Signal Processing and Speech Communication Laboratory
hometheses & projects › Multichannel Voice Activity Detection for ASR

Multichannel Voice Activity Detection for ASR

Master Thesis
Announcement date
12 Mar 2014
Florian Iglisch
Research Areas

The European Project `Distant-speech Interaction for Robust Home Applications’ (DIRHA) aims to create a system to control a house, using a network of microphones, with German voice commands. Three important parts of this project are: the automatic speech recognizer (ASR), the voice activity detector (VAD) and the speech localizer (SLOC). The Deep-Belief-Network VAD (DBN-VAD) [Zhang2013] is a state-of-the-art VAD and has the ability of fussing many features (pitch, spectrogram, AMS, etc.) to decide if a frame is speech or non-speech. These features can be improved by adding a noise reduction or enhancement stage. For the moment, we are only working with a single-channel signal. The purpose of this master’s thesis is to improve the enhancement, and then the VAD by using spatial information derived from the multi-channel signal [Habib2013]. The final aim is the fusion of the voice activity detector with the source localizer using a pyschoacustical approach [Ma2012].

Your Tasks

  • Study literature
  • Obtain baseline results with current VAD and ASR on a simulated database
  • Improve the VAD using multi-channel information
  • Implement real-time system in the kitchen-cocktail party room of the SPSC

Your Profile

  • Speech Communication 1 & 2
  • Interest in speech recognition and source separation inspired in psycho-acoustical approaches
  • Matlab
  • Unix-Shell, HTK is a plus, but not necessary


[Zhang2013] X. Zhang and J. Wu. Deep Belief Networks Based Voice Activity Detection. IEEE Transactions on Audio, Speech, and Language Processing, 2013.

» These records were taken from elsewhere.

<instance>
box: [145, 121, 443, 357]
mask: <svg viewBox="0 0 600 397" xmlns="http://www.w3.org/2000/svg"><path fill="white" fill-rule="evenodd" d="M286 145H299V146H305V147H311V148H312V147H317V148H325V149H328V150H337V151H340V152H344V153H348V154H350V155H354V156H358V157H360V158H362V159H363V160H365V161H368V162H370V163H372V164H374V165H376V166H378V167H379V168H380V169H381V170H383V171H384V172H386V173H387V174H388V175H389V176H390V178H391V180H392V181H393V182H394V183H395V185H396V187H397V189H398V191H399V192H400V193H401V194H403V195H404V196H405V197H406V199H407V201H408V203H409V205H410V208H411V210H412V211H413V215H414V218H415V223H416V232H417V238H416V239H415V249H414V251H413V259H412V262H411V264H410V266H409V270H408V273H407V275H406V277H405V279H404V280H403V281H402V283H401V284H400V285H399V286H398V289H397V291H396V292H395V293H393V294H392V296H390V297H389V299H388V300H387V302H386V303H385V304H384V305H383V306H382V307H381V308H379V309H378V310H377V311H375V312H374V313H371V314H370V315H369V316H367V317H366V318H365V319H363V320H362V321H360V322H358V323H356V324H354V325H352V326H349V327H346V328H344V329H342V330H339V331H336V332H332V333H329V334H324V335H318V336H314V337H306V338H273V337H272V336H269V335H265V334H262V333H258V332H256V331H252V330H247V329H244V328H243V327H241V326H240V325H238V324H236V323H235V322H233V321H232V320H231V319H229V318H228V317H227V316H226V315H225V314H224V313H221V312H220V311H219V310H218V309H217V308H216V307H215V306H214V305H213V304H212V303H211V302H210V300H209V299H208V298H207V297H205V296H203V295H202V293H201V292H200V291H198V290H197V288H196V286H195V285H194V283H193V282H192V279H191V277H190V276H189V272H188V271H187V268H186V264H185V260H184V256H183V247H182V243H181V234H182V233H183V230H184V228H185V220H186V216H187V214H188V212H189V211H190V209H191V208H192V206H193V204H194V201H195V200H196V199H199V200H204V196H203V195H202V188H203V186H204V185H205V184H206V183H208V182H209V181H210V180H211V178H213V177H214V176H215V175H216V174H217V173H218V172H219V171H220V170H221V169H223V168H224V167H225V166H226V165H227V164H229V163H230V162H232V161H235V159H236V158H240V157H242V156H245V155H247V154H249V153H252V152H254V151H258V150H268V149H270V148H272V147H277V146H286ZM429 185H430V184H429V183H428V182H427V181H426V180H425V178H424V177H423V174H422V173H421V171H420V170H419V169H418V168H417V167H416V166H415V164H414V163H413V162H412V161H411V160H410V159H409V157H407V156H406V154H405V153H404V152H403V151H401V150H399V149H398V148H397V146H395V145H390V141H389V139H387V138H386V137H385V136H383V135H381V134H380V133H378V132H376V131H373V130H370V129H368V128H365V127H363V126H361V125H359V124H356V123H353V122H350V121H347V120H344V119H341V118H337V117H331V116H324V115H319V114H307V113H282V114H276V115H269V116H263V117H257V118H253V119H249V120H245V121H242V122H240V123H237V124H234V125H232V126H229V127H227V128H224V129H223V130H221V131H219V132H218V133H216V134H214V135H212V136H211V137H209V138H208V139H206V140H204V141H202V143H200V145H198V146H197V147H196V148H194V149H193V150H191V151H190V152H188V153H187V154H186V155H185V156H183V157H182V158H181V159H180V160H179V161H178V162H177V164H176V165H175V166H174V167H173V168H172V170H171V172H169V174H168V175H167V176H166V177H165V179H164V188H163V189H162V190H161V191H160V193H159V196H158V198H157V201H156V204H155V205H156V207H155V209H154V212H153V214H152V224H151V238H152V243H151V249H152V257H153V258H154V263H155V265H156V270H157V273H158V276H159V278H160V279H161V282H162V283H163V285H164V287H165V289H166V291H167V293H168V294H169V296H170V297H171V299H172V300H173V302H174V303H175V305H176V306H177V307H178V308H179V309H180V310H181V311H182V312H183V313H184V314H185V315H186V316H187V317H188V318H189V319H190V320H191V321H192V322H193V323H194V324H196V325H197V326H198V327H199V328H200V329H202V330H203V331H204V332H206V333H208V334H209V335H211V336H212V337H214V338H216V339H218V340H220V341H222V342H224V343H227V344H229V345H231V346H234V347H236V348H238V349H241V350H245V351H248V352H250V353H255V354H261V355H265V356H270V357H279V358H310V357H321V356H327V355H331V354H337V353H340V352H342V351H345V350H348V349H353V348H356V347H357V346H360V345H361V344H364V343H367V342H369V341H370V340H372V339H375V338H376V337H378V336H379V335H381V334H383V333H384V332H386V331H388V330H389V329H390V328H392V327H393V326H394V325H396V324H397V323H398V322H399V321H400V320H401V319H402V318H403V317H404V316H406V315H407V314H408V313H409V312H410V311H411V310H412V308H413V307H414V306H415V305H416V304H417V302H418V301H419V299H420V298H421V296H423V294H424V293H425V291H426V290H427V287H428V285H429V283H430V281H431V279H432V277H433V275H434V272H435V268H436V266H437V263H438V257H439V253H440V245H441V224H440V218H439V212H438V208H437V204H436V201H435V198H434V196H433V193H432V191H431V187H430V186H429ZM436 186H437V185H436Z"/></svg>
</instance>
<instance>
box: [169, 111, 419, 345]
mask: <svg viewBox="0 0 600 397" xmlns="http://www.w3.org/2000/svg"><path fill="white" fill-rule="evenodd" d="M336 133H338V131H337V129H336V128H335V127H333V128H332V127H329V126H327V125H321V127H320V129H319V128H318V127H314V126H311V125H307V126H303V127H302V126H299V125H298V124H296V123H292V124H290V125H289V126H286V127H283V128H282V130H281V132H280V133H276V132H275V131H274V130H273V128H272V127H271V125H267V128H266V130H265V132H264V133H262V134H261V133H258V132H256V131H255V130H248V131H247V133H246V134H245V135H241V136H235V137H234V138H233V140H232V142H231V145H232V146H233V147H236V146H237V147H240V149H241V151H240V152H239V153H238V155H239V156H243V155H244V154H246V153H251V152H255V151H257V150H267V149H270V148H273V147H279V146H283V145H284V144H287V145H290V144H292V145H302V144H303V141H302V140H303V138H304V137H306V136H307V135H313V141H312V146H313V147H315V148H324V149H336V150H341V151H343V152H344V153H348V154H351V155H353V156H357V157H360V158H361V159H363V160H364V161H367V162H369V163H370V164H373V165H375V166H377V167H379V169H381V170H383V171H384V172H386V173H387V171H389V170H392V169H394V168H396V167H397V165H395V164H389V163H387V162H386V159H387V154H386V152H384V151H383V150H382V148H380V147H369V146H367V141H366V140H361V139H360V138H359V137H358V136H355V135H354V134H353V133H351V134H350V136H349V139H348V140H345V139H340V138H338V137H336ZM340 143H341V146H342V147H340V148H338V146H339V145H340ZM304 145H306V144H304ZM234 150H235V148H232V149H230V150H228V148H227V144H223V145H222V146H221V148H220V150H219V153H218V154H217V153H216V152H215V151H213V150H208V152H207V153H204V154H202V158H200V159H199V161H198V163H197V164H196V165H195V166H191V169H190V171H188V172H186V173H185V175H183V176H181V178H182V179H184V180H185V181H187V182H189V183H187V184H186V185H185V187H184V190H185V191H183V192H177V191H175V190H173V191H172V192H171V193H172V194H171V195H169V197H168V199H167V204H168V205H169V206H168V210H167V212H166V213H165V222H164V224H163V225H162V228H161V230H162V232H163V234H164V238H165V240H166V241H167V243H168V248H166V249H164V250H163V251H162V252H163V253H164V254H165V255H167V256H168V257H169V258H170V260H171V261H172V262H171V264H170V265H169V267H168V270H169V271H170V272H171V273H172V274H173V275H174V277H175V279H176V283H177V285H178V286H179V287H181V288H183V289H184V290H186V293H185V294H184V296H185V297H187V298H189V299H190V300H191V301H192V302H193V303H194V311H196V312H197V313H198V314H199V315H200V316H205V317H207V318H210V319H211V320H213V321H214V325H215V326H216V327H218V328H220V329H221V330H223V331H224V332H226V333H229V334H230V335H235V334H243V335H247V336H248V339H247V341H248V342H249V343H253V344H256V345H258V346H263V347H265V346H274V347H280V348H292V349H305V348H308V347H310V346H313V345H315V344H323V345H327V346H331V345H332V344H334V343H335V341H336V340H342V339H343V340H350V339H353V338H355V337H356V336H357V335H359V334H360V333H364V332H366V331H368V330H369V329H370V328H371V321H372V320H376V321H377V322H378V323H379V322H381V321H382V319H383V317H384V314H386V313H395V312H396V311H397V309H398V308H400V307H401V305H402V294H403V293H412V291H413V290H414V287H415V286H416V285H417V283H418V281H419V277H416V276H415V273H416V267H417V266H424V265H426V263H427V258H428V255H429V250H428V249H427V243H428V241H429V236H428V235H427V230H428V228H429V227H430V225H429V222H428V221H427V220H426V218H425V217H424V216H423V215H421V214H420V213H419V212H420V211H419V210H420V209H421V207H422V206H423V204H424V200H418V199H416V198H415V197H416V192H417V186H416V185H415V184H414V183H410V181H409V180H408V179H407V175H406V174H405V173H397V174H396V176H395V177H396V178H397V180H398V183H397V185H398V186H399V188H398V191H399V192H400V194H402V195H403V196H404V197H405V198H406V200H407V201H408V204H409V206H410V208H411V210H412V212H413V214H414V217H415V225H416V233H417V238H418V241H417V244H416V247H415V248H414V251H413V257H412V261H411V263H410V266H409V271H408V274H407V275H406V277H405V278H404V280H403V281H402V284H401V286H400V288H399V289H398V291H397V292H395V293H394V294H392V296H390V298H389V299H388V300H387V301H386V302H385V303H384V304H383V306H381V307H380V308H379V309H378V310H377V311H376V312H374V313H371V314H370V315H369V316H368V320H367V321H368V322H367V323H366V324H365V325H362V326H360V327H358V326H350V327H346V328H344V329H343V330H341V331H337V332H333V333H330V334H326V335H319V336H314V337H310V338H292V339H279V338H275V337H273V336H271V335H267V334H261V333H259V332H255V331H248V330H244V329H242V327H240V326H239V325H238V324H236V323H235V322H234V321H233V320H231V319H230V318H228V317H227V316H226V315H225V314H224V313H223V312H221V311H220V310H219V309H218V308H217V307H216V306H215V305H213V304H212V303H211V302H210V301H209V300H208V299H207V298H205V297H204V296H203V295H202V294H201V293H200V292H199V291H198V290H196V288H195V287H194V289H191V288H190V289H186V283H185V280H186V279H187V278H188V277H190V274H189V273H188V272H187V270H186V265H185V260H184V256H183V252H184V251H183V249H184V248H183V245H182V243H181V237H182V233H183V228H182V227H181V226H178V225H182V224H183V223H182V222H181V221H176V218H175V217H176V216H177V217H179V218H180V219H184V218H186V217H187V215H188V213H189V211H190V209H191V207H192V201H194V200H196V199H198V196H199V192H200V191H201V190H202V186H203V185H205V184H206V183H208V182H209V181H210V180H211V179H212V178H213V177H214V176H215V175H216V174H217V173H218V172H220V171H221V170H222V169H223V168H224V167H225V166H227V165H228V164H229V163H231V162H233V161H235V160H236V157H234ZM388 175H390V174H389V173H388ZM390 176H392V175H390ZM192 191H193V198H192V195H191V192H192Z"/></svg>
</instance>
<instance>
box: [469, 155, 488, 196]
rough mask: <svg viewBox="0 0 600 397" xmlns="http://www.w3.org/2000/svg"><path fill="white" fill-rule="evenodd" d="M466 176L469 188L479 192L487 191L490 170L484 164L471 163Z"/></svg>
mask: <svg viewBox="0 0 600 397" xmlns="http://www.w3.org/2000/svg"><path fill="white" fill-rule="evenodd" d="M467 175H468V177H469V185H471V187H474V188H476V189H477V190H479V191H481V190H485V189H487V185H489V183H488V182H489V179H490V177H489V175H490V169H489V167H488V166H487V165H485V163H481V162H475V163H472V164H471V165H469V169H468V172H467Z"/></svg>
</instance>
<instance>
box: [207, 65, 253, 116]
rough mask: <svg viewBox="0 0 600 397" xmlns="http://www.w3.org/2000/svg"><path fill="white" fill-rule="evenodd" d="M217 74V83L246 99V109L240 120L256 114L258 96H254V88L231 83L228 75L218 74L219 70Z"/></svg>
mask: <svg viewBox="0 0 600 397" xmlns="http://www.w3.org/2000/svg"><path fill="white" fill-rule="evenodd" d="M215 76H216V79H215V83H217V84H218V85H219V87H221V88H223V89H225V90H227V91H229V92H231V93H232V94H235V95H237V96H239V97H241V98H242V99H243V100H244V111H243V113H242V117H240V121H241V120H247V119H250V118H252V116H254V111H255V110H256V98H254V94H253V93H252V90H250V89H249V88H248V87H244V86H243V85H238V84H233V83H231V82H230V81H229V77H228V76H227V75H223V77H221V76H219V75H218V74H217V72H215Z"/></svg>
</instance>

[Habib2013] T. Habib and H. Romsdorfer. Auditory inspired methods for localization of multiple concurrent speakers. Computer Speech & Language, 2013.

[Ma2012] N. Ma, J. Barker, H. Christensen and P. Green. Combining speech fragment decoding and adaptive noise floor modelling, IEEE Transactions on Audio, Speech, and Language Processing, 2012.